Documents You Must Have Ready for Double Taxation Relief
Getting the paperwork wrong is the most common reason DTR claims are delayed or rejected. Here is what you need to have in order:
- Tax Residency Certificate from His Majesty’s Revenue and Customs (HMRC)
- Form 10F filed electronically on the Indian Income Tax portal
- PAN card copy
- Passport and visa copies confirming UK residency
- Form 67 filed before your Indian ITR submission
- HMRC's Form DT-Individual for UK-side relief
- Bank statements and tax payment records from both countries
- Any withholding tax certificates from Indian banks or companies
Every document should correspond to the same financial year. Mismatched dates are a common cause of complications.
What Has Changed Recently for UK NRIs
The India-UK relationship on taxation has not been static. In 2025, ongoing trade negotiations between both governments included discussions on broader financial coordination. A Double Contributions Convention is being proposed specifically to address the situation where NRIs end up contributing to both the Indian and UK social security systems simultaneously, which is a separate but related financial burden.
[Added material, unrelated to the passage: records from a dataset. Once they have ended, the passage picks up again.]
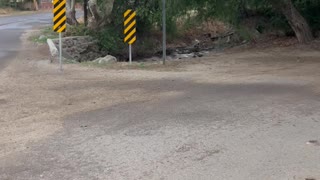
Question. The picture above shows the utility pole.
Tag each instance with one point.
(164, 35)
(85, 12)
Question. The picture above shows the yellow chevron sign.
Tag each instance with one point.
(130, 26)
(59, 16)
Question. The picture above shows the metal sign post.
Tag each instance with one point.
(59, 23)
(60, 52)
(130, 30)
(164, 43)
(130, 54)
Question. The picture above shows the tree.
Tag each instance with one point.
(297, 22)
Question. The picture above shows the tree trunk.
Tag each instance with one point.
(71, 12)
(36, 7)
(297, 22)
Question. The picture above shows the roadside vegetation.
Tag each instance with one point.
(238, 20)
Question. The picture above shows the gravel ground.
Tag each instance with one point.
(236, 115)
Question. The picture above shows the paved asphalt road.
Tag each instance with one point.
(253, 128)
(12, 27)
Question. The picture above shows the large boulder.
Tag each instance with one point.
(106, 59)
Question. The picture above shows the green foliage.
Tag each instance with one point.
(46, 33)
(79, 30)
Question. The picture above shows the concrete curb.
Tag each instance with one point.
(53, 49)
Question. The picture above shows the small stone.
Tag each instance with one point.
(42, 37)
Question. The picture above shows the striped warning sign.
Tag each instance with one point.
(59, 15)
(130, 26)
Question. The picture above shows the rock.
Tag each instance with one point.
(42, 37)
(106, 59)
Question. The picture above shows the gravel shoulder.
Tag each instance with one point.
(236, 115)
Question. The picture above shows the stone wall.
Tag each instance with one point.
(79, 48)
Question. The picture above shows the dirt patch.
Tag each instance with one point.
(37, 97)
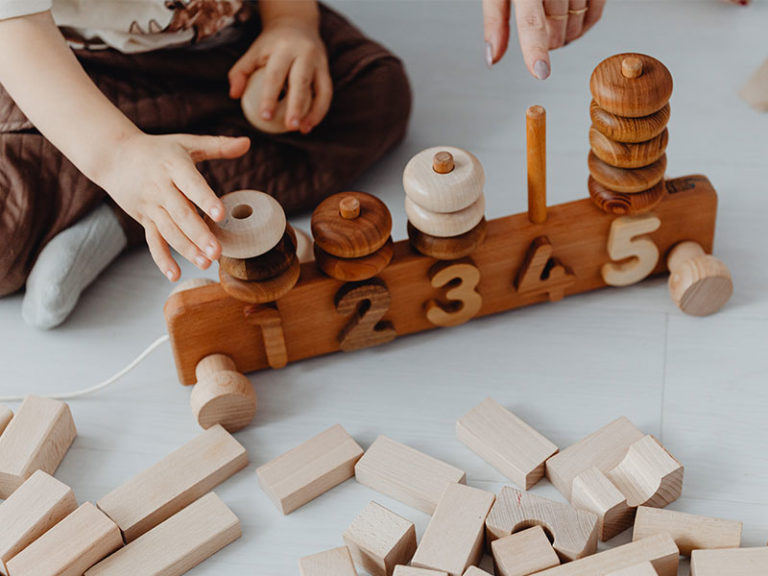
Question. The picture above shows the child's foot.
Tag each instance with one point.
(68, 265)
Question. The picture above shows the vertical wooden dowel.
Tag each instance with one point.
(536, 132)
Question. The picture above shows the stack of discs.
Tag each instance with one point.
(444, 202)
(628, 136)
(352, 236)
(258, 261)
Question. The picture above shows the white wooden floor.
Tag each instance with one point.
(567, 368)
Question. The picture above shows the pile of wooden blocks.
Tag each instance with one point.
(162, 522)
(615, 478)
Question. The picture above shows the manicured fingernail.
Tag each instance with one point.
(541, 69)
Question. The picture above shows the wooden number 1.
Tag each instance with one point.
(464, 302)
(624, 243)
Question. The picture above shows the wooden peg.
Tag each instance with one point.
(536, 132)
(222, 395)
(699, 284)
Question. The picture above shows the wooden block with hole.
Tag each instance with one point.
(177, 545)
(506, 442)
(405, 474)
(379, 540)
(36, 507)
(311, 469)
(83, 538)
(523, 553)
(37, 438)
(573, 532)
(176, 481)
(454, 538)
(691, 532)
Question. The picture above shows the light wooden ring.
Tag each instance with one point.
(444, 193)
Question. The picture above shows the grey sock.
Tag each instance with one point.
(70, 263)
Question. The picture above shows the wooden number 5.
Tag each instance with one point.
(623, 243)
(464, 300)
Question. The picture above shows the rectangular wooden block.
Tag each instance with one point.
(177, 545)
(379, 540)
(506, 442)
(311, 469)
(82, 539)
(179, 479)
(36, 507)
(37, 438)
(730, 562)
(405, 474)
(661, 551)
(453, 540)
(690, 532)
(603, 449)
(336, 562)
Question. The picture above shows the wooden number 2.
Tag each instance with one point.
(464, 300)
(368, 302)
(623, 243)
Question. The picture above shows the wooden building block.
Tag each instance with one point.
(660, 551)
(603, 449)
(38, 505)
(453, 540)
(730, 562)
(309, 470)
(336, 562)
(379, 540)
(691, 532)
(574, 532)
(523, 553)
(72, 546)
(506, 442)
(405, 474)
(176, 481)
(37, 438)
(177, 545)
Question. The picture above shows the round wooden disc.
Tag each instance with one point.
(627, 181)
(623, 155)
(263, 267)
(355, 269)
(356, 237)
(448, 248)
(444, 193)
(445, 225)
(254, 224)
(622, 129)
(626, 204)
(261, 292)
(631, 97)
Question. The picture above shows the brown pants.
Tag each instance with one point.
(42, 193)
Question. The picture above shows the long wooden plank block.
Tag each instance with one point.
(72, 546)
(36, 507)
(175, 482)
(311, 469)
(405, 474)
(177, 545)
(37, 438)
(205, 320)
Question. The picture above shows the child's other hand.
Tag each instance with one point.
(155, 180)
(294, 58)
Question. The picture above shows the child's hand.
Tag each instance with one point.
(155, 180)
(294, 58)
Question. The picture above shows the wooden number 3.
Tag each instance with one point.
(623, 243)
(464, 302)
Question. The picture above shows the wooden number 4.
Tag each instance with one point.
(640, 253)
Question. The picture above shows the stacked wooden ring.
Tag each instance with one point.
(628, 137)
(258, 261)
(352, 236)
(444, 202)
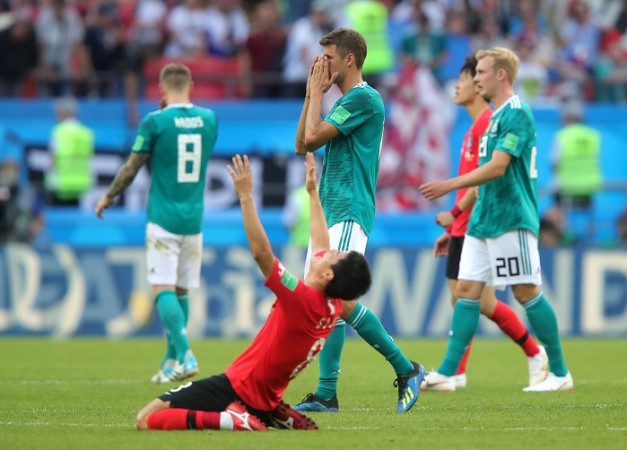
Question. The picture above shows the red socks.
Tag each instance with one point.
(183, 419)
(507, 320)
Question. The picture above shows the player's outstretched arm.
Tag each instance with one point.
(494, 168)
(317, 222)
(122, 180)
(258, 241)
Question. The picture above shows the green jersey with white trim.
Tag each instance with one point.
(351, 159)
(509, 202)
(180, 139)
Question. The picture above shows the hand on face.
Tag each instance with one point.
(242, 175)
(320, 80)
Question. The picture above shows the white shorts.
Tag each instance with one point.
(173, 259)
(507, 260)
(343, 236)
Any changes to the DTAA provisions or new bilateral agreements will affect how NRIs calculate and claim their relief. Reviewing your position at least once a year, especially around the filing season, is good practice.
Conclusion
Double taxation relief exists to solve a real and recurring problem for UK-based NRIs, and the India-UK DTAA does that job reasonably well when used correctly. The treaty covers the income types most NRIs deal with, offers meaningful rate reductions, and provides legal certainty on cross-border tax rights. But the key word is "correctly." Filing the wrong form, missing the TRC, or skipping Form 67 will cost you the benefit entirely. The process is not complicated, but it does demand attention. If your India-UK income situation is at all complex, professional guidance from someone who works specifically in international taxation is worth every penny.